Advocacy efforts are more than just legislative grassroots engagement; they encompass PR messaging on the industry to shape public opinion, and regulatory advocacy to shape the rules and regulations that impact the industry. And like legislative engagement, it takes time, thoughtful research and consistent interaction between the regulatory bodies and credit unions to create a positive open dialogue to achieve what is sensible for the industry.
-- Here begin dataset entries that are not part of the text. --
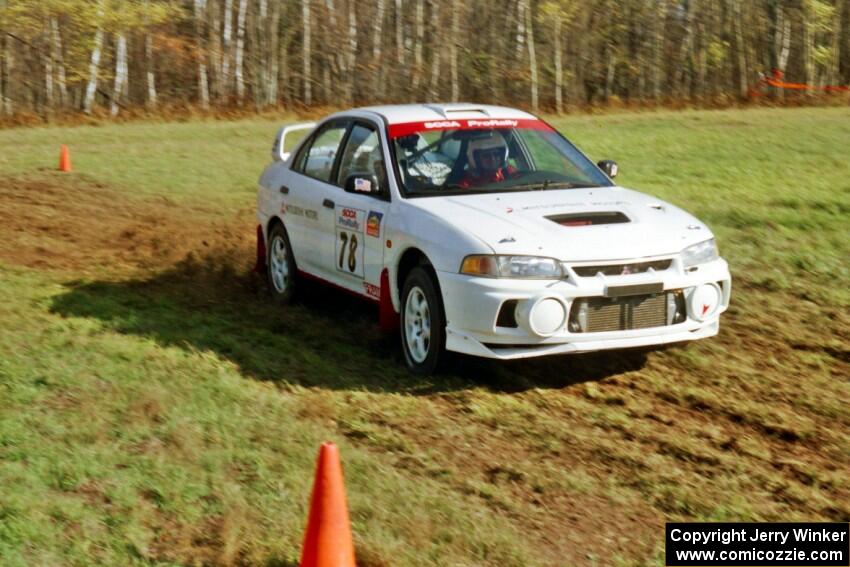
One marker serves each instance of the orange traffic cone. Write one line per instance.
(328, 542)
(64, 158)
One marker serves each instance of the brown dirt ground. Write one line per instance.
(771, 435)
(87, 227)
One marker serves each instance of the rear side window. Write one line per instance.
(363, 155)
(317, 160)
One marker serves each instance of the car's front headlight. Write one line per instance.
(533, 267)
(700, 253)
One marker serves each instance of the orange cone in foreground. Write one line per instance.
(64, 159)
(328, 542)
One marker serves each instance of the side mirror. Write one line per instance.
(279, 152)
(364, 183)
(610, 167)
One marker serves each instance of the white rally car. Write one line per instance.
(482, 230)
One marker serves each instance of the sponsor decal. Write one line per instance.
(373, 224)
(442, 124)
(407, 128)
(296, 211)
(350, 219)
(372, 290)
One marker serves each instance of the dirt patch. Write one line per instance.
(71, 224)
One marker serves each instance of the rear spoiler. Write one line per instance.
(278, 148)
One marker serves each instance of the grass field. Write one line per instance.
(155, 410)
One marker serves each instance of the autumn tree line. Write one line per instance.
(111, 55)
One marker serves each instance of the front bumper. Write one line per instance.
(472, 306)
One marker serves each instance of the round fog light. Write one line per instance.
(546, 316)
(704, 301)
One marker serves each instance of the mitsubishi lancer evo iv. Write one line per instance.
(482, 230)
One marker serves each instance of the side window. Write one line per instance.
(363, 155)
(317, 161)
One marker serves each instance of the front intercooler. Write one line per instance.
(600, 314)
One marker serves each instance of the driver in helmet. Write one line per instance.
(487, 159)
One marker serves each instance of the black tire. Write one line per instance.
(280, 269)
(427, 354)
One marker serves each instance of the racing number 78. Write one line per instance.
(350, 244)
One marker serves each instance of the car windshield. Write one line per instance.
(487, 156)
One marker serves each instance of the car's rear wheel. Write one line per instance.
(423, 325)
(280, 265)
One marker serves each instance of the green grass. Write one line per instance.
(167, 415)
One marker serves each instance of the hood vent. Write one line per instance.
(588, 219)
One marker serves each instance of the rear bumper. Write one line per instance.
(472, 306)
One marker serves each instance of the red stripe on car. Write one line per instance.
(407, 128)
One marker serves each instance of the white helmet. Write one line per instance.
(488, 152)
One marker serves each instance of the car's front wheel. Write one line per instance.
(280, 265)
(423, 326)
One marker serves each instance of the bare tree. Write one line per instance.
(120, 86)
(453, 49)
(94, 62)
(240, 50)
(532, 60)
(203, 81)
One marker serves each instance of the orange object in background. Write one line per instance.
(328, 542)
(64, 158)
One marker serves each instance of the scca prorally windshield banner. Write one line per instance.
(407, 128)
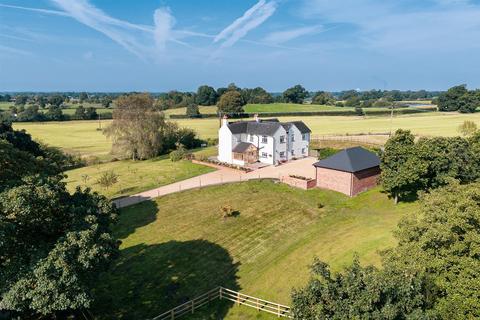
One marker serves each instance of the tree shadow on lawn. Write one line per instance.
(134, 217)
(149, 280)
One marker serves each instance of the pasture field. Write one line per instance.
(179, 246)
(83, 138)
(135, 176)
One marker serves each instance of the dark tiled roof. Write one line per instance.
(350, 160)
(242, 147)
(266, 127)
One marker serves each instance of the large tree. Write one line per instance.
(458, 98)
(53, 244)
(442, 242)
(324, 98)
(137, 129)
(409, 167)
(295, 94)
(401, 169)
(231, 102)
(206, 96)
(360, 293)
(433, 273)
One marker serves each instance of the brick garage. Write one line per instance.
(350, 171)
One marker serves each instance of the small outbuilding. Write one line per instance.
(349, 171)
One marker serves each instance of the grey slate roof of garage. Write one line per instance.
(265, 127)
(350, 160)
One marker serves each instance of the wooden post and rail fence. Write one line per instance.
(221, 293)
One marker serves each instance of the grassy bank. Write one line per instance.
(178, 246)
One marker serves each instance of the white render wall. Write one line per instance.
(225, 144)
(298, 144)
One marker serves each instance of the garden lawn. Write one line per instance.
(179, 246)
(134, 176)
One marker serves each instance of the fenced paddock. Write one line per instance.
(221, 293)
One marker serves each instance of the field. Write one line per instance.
(134, 176)
(178, 246)
(82, 137)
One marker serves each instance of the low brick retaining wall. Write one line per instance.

This process was illustrated nicely last week, when after research and discussions with the joint boards of credit unions after the Idea Institute, credit unions, as well as private intel with NCUA, GCUL filed the comment letter linked here on NCUA’s request for comments on the proposal to close the Temporary Corporate Credit Union Stabilization Fund ahead of schedule and to set the Normal Operating Level (NOL) of the National Credit Union Share Insurance Fund (NCUSIF) on September 5th. The GCUL letter supported NCUA’s closing the fund and merging the fund assets into the NCUSIF, and repaying credit unions as much as possible in 2018.

Background:

  • The Federal Credit Union Act authorizes that once certain conditions were set NCUA had the authority to close the Stabilization Fund early, if NCUA distributed the assets remaining in the fund to the NCUSIF.
  • The letter recommended that NCUA set a temporary increase to the normal operating level of the NCUSIF to 1.34 percent, which should be a level sufficient to prepare for a moderate recession. This is in opposition to the proposal which recommended increasing the normal operating level of the NCUSIF to 1.39 percent.
  • The equity ratio of the fund is about 1.25 percent, and is anticipated to hit 1.20 percent in 2018. In general, NCUA is to weigh premium assessments when the fund is projected to breach the 1.20 percent threshold.

The NCUA fund consolidation proposal calls for building toward 1.39 percent with the following rationale: Base of 1.20 percent, 0.04 percent for the legacy asset unpredictability, 0.02 percent for 2019 deterioration and 0.13 percent for moderate recession expected losses. The 0.04 percent should be considered temporary – used only if needed – and not part of a new higher target ratio.